Ella se echó a reír.

—Apuesto a que te pesan los años, realmente —dijo con sarcasmo—. ¿Por qué no pides la jubilación?

—Lo creas o no, la he pedido hoy... en cierto modo.

—¿Hablas en serio? El cabeceó.

—Algún día quizá pueda explicártelo, pero un hombre en mis condiciones está prácticamente acabado para el trabajo. Ya sé que parece absurdo. Hasta ridículo si quieres, pero es así y yo no soy tan tonto para no comprenderlo.

—Quien no comprende nada soy yo. ¿De qué trabajo estás hablando? El se encogió de hombros.

—Aquí es donde la conversación dará un giro de noventa grados. O hablamos de otra cosa o me marcho. Quiero acostarme un rato todavía.

—Puedes acostarte aquí si quieres. Hay sitio de sobra.

—Está bien, gracias. ¿Dónde está la cama?

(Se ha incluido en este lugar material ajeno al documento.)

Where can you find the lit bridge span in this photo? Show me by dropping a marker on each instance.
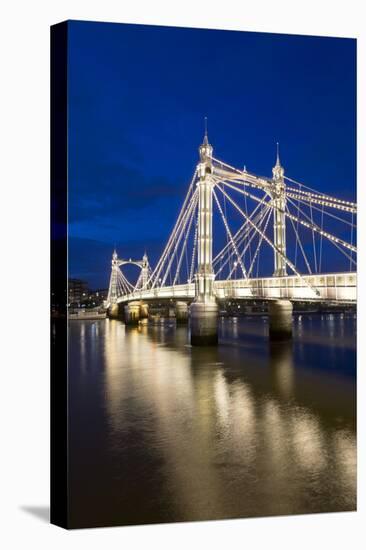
(218, 249)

—Detrás de esa puerta. Hay otra dentro que comunica con el baño.

Quedaron mirándose fijamente unos instantes sin que la leve sonrisa de la muchacha desapareciera de sus labios. Después, él también sonrió y la dejó sola.

Stella acabó su café, que ya estaba frío, y con pasos titubeantes, como si no estuviera muy segura del camino que debía seguir, fue a encerrarse en su propia alcoba.